After the pub they went to her sister’s house in a nearby housing estate. "John was playing with my nephew and handed him £1," she said. The accused and a second man were talking and she couldn’t hear what they were saying. Suddenly, Mr Carroll ran out of the house and she followed him.

"John told me the two boys were going to jump him," she told the court. Mr Roche and the other man came out of the house and she said she thought, "they were probably going to rob him or beat him up".

Ms Fitzgerald tried to protect Mr Carroll, but the second man "lashed out" and kicked him in the chest. She was knocked to the ground by a blow and said she then saw Mr Roche kicking Mr Carroll in the stomach. She went over to the injured man and said he was breathing "pure heavy" and trying to talk to her, but she couldn’t understand him.

She said he needed to go to hospital and the accused man pulled her away and said he would take him but the second man refused to give him the keys to the car. Mr Roche carried Mr Carroll back into her sister’s house and put him on the couch.

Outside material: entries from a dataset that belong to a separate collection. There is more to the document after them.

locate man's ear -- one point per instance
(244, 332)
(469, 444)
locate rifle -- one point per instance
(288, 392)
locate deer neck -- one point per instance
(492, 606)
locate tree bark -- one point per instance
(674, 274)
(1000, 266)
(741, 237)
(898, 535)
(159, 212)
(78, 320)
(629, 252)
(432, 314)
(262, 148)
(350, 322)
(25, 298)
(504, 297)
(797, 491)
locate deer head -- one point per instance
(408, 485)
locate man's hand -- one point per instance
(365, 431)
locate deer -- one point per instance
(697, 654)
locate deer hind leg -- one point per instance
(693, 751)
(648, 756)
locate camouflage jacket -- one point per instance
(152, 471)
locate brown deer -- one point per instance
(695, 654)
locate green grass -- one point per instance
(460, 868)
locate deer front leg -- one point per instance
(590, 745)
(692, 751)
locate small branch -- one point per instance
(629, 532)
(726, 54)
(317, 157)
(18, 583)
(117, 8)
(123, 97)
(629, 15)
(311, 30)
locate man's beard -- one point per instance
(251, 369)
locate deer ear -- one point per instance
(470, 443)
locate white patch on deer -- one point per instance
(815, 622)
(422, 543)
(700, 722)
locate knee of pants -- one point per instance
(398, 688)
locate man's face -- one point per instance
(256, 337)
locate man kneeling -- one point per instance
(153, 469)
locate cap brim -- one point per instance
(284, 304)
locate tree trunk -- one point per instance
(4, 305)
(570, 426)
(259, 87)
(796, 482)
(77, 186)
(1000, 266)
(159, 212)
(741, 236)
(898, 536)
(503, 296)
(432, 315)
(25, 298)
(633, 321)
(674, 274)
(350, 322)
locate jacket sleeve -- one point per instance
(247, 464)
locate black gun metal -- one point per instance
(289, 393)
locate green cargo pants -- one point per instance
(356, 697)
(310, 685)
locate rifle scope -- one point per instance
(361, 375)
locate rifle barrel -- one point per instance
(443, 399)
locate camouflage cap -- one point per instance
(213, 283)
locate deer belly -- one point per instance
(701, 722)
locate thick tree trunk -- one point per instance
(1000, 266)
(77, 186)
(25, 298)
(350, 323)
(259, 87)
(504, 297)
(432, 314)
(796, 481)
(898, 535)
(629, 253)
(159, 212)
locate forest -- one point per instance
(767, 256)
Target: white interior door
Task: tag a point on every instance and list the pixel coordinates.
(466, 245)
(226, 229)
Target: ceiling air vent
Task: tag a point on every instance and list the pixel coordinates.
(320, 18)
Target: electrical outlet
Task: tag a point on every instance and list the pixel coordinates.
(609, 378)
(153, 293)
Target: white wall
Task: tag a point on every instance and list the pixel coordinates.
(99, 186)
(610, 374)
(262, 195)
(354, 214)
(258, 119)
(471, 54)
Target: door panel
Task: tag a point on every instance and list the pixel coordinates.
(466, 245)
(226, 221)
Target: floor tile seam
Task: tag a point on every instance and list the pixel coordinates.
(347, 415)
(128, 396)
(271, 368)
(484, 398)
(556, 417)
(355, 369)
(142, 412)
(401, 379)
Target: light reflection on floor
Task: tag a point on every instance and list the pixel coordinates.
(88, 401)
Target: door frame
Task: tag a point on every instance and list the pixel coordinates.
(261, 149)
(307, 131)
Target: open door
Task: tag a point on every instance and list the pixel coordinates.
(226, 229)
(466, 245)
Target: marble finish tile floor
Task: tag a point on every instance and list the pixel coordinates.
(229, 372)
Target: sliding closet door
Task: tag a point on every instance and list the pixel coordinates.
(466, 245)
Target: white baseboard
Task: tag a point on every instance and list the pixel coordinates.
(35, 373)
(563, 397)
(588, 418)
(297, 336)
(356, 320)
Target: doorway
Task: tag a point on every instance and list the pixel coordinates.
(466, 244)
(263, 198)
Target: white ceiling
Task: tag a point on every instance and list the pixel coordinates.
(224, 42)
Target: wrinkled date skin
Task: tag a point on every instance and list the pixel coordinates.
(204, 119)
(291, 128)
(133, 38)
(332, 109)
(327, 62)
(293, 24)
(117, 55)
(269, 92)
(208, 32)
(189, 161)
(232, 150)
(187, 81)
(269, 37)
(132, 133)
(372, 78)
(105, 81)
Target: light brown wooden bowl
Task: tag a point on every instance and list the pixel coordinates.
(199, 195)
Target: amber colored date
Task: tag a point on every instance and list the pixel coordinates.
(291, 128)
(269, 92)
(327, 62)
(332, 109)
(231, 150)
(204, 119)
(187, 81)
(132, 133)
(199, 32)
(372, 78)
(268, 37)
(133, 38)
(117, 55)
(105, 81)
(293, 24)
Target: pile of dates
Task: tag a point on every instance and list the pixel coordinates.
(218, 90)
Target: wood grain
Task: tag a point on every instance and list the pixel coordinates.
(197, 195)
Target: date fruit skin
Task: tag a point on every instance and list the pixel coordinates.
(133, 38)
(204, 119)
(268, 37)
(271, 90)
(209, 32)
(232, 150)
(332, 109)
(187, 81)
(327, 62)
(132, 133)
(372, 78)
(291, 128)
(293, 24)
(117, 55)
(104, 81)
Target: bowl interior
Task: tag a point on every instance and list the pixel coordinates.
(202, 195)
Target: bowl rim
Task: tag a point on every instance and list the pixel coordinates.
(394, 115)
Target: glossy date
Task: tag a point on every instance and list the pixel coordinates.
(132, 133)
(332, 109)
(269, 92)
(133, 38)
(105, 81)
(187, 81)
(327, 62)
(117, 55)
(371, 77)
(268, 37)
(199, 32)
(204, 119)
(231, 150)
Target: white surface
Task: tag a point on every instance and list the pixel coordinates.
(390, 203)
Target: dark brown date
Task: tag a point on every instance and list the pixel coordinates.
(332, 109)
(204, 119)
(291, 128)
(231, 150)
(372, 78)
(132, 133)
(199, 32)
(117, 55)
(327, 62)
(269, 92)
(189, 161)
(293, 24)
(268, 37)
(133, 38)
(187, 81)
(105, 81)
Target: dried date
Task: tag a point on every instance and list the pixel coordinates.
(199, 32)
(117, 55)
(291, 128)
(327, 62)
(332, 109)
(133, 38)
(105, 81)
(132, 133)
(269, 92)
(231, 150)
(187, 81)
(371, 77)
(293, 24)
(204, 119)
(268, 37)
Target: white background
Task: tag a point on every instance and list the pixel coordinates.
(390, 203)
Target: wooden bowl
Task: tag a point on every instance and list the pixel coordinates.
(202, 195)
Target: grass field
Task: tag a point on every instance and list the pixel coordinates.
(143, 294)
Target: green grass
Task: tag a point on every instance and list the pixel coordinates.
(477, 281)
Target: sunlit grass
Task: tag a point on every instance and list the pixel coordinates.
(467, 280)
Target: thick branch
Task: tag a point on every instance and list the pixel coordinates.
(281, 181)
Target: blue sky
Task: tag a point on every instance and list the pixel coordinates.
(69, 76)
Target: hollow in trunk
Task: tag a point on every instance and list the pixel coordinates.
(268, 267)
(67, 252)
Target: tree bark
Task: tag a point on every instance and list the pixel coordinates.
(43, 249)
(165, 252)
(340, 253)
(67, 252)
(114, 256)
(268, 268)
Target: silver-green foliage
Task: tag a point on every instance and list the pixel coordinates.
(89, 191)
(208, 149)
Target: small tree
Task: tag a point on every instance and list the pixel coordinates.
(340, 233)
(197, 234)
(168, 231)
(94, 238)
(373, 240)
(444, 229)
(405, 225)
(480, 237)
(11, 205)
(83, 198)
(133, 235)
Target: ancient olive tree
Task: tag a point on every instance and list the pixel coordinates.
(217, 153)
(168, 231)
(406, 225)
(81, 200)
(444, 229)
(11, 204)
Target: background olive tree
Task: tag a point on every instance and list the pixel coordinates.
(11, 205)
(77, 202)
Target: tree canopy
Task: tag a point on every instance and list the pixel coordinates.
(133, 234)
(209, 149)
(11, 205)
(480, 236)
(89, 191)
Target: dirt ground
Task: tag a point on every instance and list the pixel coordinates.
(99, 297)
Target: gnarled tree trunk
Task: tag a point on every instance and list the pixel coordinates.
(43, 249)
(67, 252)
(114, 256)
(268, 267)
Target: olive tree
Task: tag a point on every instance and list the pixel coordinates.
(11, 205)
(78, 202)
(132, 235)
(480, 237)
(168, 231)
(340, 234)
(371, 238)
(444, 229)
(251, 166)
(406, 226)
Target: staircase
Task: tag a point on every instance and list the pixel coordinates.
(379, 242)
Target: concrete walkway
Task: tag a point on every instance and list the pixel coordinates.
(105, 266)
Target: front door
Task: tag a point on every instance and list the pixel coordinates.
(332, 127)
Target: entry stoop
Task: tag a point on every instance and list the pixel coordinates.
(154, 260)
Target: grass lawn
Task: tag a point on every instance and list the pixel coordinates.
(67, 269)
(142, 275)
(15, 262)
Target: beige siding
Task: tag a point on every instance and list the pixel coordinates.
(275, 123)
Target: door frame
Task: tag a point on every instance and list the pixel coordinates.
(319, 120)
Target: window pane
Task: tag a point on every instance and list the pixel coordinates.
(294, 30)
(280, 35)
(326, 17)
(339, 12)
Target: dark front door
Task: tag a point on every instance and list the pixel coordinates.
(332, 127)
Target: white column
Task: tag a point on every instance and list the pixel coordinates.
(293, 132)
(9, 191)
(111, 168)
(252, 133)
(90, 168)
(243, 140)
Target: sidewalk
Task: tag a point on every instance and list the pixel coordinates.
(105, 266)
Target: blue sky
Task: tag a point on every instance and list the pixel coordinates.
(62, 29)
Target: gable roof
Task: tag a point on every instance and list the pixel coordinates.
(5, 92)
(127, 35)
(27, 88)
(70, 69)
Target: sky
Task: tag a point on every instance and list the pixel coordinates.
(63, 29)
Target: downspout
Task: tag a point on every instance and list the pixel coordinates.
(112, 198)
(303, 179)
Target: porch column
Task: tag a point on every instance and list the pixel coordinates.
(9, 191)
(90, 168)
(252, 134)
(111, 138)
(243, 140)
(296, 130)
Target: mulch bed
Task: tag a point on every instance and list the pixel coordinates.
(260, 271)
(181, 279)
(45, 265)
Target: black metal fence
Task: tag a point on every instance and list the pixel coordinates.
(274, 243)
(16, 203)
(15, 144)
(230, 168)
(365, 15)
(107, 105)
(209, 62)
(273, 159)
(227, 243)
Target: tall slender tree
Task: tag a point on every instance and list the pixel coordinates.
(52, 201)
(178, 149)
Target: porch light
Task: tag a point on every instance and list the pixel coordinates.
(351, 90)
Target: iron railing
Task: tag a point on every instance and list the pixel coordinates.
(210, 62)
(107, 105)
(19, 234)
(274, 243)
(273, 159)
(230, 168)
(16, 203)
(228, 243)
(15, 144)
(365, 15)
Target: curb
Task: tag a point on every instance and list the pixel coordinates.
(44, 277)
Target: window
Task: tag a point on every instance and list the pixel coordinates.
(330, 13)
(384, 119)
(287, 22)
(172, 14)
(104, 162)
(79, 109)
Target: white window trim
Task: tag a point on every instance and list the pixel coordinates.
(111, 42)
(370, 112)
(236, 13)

"He was looking for a pen and paper," she said. "We gave him a crayon - but he couldn’t write. He did the 999 sign on the couch," she told counsel.

After a while, she said the accused and two others put the injured man into a car and told her they were taking him to the hospital.

"I thought it was only a row, I thought he was going to be ok," she said. The next day the accused and the two others claimed that Mr Carroll had jumped out of the car and ran away.

"William Roche said he’d tried to catch up with him, but that he couldn’t, he didn’t know where he went," she said.

"It was lies ... John was in no state to run anywhere," she said.

The prosecution allege that Mr Carroll was brought in a semi-conscious condition by Mr Roche and two others to a remote laneway where his head was "bashed in" with the handle of a hatchet.

He was left for dead and no assistance was called, it is alleged. The trial continues before Mr Justice Kevin O’Higgins and a jury.